Итак, обеспечив, в меру своих сил, безопасность дофина, монарх мог теперь со спокойной совестью отдаться болезням и печалям.
Летом 1715 года здоровье Короля настолько ухудшилось, что, по слухам, даже англичане в Лондоне дерзко заключали пари — проживет он до зимы или не проживет. Узнав об этом, Король не изменил ни одной из своих привычек. «Я буду продолжать есть с таким же аппетитом, как прежде, — сказал он мне как-то за ужином, — и тем самым обреку на проигрыш тех англичан, что поставили крупные суммы на мою кончину до 1-го сентября». В начале августа он принял посла персидского шаха и выглядел на этом приеме, в своем черном с золотом одеянии, расшитом бриллиантами на 12 500 000 франков, поистине великолепно.
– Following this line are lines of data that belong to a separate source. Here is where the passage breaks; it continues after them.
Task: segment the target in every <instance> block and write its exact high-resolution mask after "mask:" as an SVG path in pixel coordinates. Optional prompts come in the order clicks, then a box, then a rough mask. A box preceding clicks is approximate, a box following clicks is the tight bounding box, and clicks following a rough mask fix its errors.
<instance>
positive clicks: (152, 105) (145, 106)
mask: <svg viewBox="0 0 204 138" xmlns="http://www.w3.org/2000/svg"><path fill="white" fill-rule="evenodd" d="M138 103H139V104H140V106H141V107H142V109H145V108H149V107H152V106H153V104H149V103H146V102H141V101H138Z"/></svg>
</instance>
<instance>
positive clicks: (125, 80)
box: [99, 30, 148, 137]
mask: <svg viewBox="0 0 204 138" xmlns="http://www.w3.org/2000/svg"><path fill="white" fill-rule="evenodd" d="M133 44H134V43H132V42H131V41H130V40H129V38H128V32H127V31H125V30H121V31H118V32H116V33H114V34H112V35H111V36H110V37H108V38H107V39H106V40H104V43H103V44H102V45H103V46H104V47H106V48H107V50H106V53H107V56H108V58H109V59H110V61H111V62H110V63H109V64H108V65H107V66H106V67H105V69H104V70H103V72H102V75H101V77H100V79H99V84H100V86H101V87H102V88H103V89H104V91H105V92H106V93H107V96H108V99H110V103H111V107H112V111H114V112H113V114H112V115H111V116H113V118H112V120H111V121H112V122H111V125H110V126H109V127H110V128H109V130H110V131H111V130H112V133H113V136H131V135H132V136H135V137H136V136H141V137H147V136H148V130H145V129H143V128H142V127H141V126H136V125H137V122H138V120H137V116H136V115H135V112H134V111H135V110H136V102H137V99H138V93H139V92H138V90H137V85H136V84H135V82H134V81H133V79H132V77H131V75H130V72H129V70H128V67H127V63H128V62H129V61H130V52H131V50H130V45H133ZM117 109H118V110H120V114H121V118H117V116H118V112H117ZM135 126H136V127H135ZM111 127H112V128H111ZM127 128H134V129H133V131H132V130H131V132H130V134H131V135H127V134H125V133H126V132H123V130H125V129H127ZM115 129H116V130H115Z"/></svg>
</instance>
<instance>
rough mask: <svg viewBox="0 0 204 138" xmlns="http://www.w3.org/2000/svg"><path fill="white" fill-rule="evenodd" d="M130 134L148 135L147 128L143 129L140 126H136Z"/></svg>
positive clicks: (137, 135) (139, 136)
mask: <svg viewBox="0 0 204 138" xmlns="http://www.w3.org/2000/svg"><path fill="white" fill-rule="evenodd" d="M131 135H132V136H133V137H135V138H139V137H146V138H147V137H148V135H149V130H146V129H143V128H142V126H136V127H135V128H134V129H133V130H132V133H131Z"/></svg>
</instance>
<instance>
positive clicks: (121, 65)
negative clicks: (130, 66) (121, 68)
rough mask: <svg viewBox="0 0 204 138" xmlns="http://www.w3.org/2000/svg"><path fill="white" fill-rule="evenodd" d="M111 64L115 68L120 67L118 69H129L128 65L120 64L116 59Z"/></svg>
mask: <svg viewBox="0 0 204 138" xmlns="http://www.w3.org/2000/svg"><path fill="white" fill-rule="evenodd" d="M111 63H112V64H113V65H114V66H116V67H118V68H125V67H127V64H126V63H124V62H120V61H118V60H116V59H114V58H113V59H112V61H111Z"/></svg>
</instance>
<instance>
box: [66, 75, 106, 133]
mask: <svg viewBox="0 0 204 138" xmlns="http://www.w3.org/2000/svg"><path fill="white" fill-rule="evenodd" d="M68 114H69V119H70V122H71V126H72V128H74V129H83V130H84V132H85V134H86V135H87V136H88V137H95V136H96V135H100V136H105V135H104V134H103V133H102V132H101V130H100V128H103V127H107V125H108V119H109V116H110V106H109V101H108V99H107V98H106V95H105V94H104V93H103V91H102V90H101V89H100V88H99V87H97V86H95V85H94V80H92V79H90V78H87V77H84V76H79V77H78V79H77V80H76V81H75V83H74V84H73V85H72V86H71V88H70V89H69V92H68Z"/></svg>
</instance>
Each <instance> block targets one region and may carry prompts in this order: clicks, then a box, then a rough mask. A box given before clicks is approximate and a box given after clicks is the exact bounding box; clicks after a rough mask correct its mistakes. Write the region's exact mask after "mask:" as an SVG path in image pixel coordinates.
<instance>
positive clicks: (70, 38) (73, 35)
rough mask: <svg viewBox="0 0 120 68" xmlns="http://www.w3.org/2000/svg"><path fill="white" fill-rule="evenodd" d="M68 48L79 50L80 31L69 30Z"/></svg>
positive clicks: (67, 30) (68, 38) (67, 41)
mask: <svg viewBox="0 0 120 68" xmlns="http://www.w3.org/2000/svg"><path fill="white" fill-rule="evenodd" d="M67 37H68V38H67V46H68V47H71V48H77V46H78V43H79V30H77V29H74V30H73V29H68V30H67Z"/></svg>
Однако несколько дней спустя он начал жаловаться на боль в левой ноге, ощущавшуюся при ходьбе или прикосновении; господин Фагон объявил, что это подагрическая судорога, но мне казалось, что подобная безделица не может так сильно мучить Короля. Вечером, по возвращении из Марли, он так ослабел, что едва добрался до стула; кроме того, за какие-нибудь четыре-пять дней он исхудал до ужаса. Теперь он проводил послеобеденное время в моей комнате, выходя из полудремы лишь для того, чтобы послушать музыку; госпожа де Данжо и госпожа де Кейлюс помогали мне поддерживать общую беседу. 21 августа он отложил на следующую неделю смотр жандармов у себя под окнами, по все же провел после обеда Государственный совет. 22 августа ему опять стало хуже, и господин Фагон начал давать ему хинный настой и ослиное молоко. 23-го Король слегка воспрянул духом, поел, поспал и работал с господином Вуазеном. 24-го он встал с постели, поужинал в халате, в окружении придворных, но это было уже в последний раз. Мне доложили, что он смог проглотить только жидкую пищу и с трудом переносил чужие взгляды. Он лег в постель, и врачи осмотрели ногу: на ней выступили черные пятна. Врачи разошлись в диагнозах; предписанные ранее молоко и хинин были отменены; никто не знал, что делать.
В тот же день Король приказал обустроить мне комнату рядом со своею; там поставили простую кровать, на которой я и проводила теперь все ночи, вплоть до последнего дня его жизни, то одна, то вместе с моей секретаршею, мадемуазель д'Омаль.